Government announces £1m fine for breach of Russia sanctions

Wed 23 Aug 2023
Posted by: Phillip Adnett
Trade News

Sanction below flags: US, Russia and EU

The government has reached a £1m settlement with business it found to have breached sanctions imposed on Russia, it announced yesterday (22 August).

In a Notice to Exporters (NTE), the government said an unnamed UK company had been fined in relation to the unlicensed trade of goods. The penalties related to breaches of the Russian (Sanctions) (EU Exit) Regulations 2019.

This is the second time this year the government has announced penalties for non-compliance with export controls, with HMRC having unveiled over £3m in fines in February 2023.

Compliance reminder

Roger Arthey, the chair of the Institute of Export & International Trade’s (IOE&IT) Export Control Profession Board, said the penalty was a reminder of the need for continuous due diligence and compliance.

“Traders should note that failure to comply with control regulations and the general sanctions regime of the UK, or any other authority, can result in expensive penalties. We would advise all exporters to be careful and avoid any deliberate or inadvertent non-compliance,” he told the IOE&IT Daily Update.

“The IOE&IT offers training and advice to help exporters understand how these rules apply to them and their business, as well as how to ensure compliance,” he added.

More information needed

Brinley Salzmann, director of overseas & exports of ADS Group and a member of the IOE&IT’s export controls special interest group (SIG), said that the release of additional details on these fines could help export control professionals with their own compliance.

“Many in the export control profession have been lobbying HMRC to follow the US government in publishing as much information as possible on penalties that have been imposed on companies. This would set an example for other firms’ compliance staff to use when examining their own compliance.

“We welcome the release of this information to encourage compliance and to demonstrate the strength of the UK authorities’ ongoing commitment to robustly enforce these regulations.”

IOE&IT support

The IOE&IT offers training and consultancy in export control compliance, with IOE&IT members able to benefit from discounted rates.

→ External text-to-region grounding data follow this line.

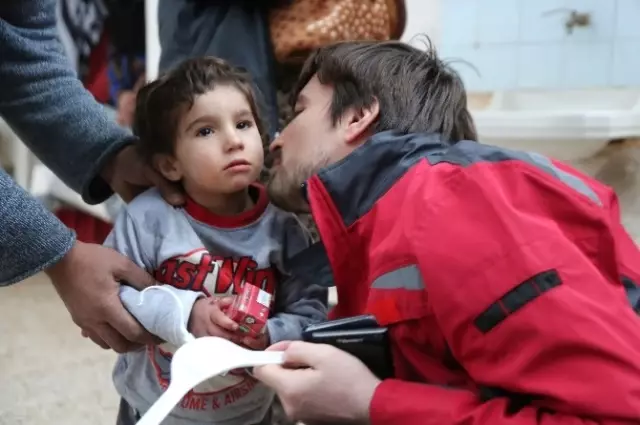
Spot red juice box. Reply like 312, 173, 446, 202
226, 283, 272, 338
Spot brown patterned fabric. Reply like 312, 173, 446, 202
269, 0, 406, 64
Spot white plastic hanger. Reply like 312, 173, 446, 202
131, 285, 285, 425
136, 336, 285, 425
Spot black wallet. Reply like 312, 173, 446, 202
302, 315, 394, 380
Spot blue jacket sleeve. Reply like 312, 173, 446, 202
267, 214, 328, 343
0, 168, 75, 285
0, 0, 134, 204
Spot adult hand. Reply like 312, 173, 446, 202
46, 241, 157, 353
116, 90, 137, 128
116, 75, 147, 128
101, 145, 185, 205
253, 341, 381, 424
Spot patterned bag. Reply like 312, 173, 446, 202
269, 0, 406, 64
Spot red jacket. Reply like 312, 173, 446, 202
299, 131, 640, 424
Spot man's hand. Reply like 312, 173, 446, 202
46, 241, 157, 353
189, 297, 242, 343
101, 145, 184, 205
253, 341, 381, 425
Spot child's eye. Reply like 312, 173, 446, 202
197, 127, 213, 137
237, 120, 253, 130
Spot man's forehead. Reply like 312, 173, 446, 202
296, 76, 330, 105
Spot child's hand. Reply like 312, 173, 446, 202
188, 297, 241, 342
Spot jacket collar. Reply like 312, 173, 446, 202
305, 130, 449, 228
290, 131, 449, 290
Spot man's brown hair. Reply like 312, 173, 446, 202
293, 38, 477, 143
133, 56, 268, 163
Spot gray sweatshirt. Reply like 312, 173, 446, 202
104, 186, 327, 425
0, 0, 132, 285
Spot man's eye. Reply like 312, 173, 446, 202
284, 109, 303, 126
237, 120, 252, 130
197, 127, 213, 137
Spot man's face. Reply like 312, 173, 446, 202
267, 76, 344, 213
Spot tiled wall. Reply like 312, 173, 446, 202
439, 0, 640, 92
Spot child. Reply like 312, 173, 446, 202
104, 57, 328, 425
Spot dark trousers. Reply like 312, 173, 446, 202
115, 398, 140, 425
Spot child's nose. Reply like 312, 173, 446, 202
225, 133, 244, 151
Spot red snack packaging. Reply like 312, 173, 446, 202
226, 283, 272, 338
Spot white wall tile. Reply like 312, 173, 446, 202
517, 44, 563, 88
612, 40, 640, 86
476, 0, 520, 44
471, 45, 519, 90
439, 0, 640, 91
519, 0, 568, 43
561, 42, 613, 87
444, 45, 520, 91
440, 0, 478, 46
564, 0, 617, 42
616, 0, 640, 39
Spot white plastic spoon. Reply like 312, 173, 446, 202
135, 336, 285, 425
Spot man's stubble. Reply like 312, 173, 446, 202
266, 153, 332, 214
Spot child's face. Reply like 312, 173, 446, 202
158, 85, 264, 197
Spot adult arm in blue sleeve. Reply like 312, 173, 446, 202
0, 0, 134, 205
0, 167, 75, 285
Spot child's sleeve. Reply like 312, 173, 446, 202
267, 216, 328, 344
104, 209, 205, 347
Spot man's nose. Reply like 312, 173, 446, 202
269, 136, 282, 153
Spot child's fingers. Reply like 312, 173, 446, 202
209, 305, 240, 332
215, 296, 235, 309
205, 323, 241, 342
207, 322, 243, 344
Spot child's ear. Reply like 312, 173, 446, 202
153, 154, 182, 182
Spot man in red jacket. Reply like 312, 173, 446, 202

It will also be hosting the third of its (SIG) sessions for export control professionals on 31 October 2023.

Legal services

The Export Control Joint Unit also recently introduced an amendment to rules on the provision of legal services.

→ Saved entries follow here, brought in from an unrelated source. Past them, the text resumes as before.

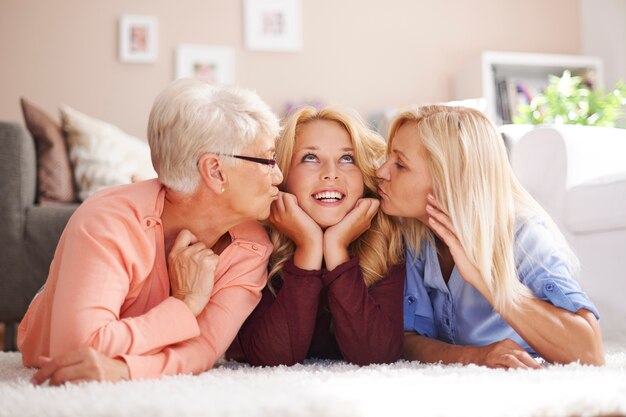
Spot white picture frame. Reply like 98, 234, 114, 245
119, 15, 158, 63
175, 44, 235, 85
244, 0, 302, 52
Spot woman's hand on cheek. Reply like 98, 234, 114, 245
425, 194, 489, 297
270, 192, 323, 247
323, 198, 379, 270
325, 198, 379, 247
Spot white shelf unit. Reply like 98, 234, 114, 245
454, 51, 604, 125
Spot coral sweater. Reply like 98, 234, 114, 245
18, 179, 272, 379
228, 256, 405, 366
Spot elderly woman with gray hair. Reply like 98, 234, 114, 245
18, 79, 283, 384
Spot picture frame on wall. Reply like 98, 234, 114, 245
175, 44, 235, 85
243, 0, 302, 52
119, 15, 158, 63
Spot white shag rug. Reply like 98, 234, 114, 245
1, 344, 626, 417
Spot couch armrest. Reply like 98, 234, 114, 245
509, 125, 626, 219
509, 126, 568, 217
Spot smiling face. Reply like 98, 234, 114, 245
285, 119, 364, 228
376, 121, 433, 224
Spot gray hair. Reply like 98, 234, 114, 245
147, 78, 280, 193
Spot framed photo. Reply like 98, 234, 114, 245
119, 15, 158, 63
244, 0, 302, 52
175, 44, 235, 85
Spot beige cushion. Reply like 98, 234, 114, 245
20, 97, 77, 204
61, 105, 157, 201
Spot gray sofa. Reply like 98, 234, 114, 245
0, 121, 78, 351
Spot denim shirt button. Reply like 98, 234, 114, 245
545, 283, 554, 292
407, 295, 416, 304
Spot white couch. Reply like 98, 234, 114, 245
508, 125, 626, 342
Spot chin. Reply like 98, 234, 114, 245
314, 215, 344, 229
256, 207, 272, 221
380, 202, 399, 217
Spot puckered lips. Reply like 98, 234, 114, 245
311, 188, 346, 206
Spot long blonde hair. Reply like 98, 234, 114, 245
389, 105, 578, 310
270, 106, 404, 287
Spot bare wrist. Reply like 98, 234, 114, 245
173, 293, 209, 316
459, 345, 483, 365
294, 232, 323, 250
293, 244, 323, 270
323, 245, 349, 271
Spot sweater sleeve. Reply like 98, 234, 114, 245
323, 257, 405, 365
234, 258, 324, 366
120, 240, 271, 379
45, 211, 200, 360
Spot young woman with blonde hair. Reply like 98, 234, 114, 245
228, 106, 405, 366
376, 105, 605, 368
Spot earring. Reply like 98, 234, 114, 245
221, 187, 225, 193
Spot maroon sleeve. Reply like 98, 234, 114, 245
323, 257, 405, 365
234, 258, 323, 366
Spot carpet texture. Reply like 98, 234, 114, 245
1, 345, 626, 417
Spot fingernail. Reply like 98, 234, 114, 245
427, 194, 434, 200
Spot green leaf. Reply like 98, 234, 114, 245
513, 70, 626, 127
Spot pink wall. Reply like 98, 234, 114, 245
0, 0, 581, 138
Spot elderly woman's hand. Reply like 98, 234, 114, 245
31, 348, 130, 386
168, 229, 219, 316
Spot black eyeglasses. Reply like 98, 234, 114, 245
214, 153, 277, 168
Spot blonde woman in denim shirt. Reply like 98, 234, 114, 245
376, 105, 605, 368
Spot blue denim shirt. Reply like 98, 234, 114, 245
403, 217, 599, 354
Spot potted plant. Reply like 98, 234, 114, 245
513, 70, 626, 127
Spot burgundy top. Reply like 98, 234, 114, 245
228, 256, 405, 366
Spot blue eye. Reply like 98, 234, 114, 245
340, 154, 355, 163
302, 153, 318, 162
394, 162, 405, 170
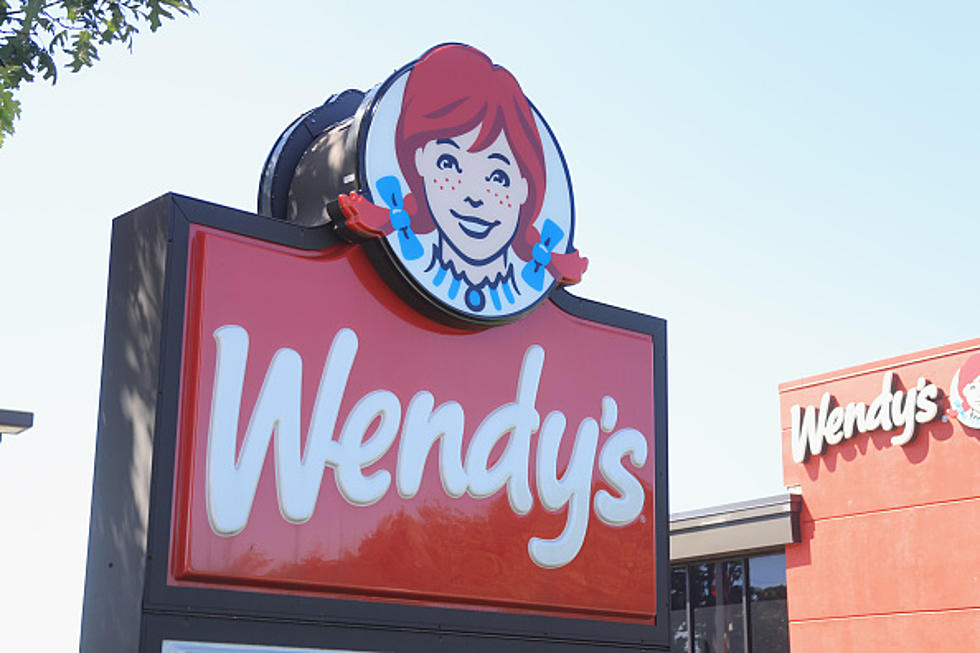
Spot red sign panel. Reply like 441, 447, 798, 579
170, 225, 658, 623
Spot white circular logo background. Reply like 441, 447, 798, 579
949, 368, 980, 429
360, 70, 575, 323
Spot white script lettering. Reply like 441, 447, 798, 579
790, 372, 940, 463
205, 325, 649, 568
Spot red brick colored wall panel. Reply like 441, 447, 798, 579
788, 608, 980, 653
786, 498, 980, 620
780, 339, 980, 651
780, 340, 980, 519
781, 418, 980, 519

A new General Licence, issued earlier in August, permits lawyers to advise clients in relation to whether or not an action  complies with UK sanctions policy.

Previously, there was concern from the legal services industry that lawyers could not provide advice on whether a client’s proposed activity was subject to sanctions regimes outside the UK.

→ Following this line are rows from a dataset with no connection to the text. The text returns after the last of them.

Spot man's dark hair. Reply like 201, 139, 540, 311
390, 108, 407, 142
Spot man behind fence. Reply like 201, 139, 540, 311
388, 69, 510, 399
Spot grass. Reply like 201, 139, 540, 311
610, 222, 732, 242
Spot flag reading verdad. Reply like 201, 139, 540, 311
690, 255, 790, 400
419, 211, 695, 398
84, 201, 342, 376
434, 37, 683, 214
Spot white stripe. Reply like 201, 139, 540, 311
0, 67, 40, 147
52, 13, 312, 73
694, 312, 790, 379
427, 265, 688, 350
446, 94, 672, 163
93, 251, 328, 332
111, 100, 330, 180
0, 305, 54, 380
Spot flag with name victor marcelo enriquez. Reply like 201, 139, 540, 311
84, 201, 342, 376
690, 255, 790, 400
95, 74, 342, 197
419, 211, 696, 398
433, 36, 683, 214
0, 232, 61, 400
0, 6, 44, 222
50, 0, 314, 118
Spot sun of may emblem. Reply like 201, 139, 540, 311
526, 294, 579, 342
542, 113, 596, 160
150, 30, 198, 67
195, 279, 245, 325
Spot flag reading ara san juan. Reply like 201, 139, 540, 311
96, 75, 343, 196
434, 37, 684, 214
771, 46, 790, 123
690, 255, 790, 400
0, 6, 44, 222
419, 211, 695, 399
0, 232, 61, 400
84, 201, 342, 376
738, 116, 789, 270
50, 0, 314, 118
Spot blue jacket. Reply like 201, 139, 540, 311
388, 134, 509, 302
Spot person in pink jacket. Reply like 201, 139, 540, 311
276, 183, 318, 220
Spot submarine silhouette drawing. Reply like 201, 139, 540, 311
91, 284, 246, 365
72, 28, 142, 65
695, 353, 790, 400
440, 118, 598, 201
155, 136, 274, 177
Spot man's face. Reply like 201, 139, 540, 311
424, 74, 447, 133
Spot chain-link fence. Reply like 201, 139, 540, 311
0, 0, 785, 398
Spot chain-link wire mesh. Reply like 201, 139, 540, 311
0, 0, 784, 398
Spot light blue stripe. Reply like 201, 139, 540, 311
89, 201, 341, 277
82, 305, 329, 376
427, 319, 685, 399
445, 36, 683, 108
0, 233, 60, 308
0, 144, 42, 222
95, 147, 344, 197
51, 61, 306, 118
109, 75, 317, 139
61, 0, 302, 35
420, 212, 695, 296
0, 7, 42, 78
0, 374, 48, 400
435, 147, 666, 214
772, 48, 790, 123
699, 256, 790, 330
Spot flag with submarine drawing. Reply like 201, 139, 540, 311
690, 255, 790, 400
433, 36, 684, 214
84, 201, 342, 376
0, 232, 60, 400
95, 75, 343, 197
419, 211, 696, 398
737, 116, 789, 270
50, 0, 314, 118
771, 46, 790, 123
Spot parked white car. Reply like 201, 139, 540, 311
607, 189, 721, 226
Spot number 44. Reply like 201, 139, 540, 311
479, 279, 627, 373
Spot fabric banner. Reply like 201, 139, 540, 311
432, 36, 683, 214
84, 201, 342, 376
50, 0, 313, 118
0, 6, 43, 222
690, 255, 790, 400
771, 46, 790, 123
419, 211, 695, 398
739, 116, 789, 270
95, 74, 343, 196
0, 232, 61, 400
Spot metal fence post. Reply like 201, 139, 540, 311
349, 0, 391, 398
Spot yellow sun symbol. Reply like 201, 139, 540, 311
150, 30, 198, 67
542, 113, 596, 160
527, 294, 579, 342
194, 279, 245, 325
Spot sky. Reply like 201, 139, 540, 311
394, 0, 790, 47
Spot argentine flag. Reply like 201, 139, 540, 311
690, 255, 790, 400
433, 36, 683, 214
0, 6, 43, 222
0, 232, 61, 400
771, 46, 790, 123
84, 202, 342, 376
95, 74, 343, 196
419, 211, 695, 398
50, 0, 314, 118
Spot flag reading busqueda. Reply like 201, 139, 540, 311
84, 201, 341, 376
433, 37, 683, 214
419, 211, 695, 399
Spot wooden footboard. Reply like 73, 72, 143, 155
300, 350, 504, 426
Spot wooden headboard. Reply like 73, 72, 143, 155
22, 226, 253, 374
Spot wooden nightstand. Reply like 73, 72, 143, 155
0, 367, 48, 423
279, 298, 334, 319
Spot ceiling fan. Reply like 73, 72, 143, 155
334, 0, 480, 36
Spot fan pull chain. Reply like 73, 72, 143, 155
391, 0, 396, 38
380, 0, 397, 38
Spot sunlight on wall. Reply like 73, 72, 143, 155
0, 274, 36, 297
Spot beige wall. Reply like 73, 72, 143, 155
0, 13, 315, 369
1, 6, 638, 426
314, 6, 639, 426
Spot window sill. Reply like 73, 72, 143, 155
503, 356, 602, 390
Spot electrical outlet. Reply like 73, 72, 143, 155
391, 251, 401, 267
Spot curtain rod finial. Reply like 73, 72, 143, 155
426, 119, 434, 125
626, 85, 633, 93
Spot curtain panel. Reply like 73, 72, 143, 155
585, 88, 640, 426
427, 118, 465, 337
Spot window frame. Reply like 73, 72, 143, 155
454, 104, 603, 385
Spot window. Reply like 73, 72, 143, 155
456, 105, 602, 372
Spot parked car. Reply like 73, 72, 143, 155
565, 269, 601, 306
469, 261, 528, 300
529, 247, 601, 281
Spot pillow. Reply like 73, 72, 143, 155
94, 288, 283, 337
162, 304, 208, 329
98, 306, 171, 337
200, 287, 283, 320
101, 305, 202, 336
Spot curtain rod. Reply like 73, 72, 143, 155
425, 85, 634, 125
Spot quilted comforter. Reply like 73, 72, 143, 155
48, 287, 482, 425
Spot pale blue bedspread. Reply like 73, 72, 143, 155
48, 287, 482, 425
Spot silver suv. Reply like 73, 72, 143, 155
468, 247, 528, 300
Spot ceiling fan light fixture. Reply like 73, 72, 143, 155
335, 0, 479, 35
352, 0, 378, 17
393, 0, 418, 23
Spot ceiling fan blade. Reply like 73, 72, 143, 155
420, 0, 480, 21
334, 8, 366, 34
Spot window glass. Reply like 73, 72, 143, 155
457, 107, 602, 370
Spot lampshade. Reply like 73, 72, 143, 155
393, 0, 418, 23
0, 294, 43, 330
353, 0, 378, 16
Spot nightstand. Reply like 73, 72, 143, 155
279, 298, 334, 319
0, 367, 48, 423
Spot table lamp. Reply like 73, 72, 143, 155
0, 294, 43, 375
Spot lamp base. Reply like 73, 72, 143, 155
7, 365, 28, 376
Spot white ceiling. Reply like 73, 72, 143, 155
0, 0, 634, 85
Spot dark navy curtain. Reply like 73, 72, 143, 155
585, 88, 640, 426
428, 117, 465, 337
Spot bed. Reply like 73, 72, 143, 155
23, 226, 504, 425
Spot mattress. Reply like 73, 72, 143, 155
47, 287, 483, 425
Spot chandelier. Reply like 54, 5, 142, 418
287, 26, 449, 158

The Department of Business and Trade (DBT) acknowledged that this was unintended and promised to change the rule.

‘Sticking plaster’

A spokesperson from the Law Society of England and Wales welcomed the publication of the general licence and statutory guidance, but said more needed to be done:

“The Law Society has been working closely with government and a group of sanctions compliance experts to address the workability of the government’s sanctions on Russia accessing UK legal expertise.

“We welcome the publication of a General Licence and updated statutory guidance – but this is only a sticking plaster. Significant amendments are required to the original regulations to fully ensure sanctions compliance advice can be given and that legal professional privilege is protected.”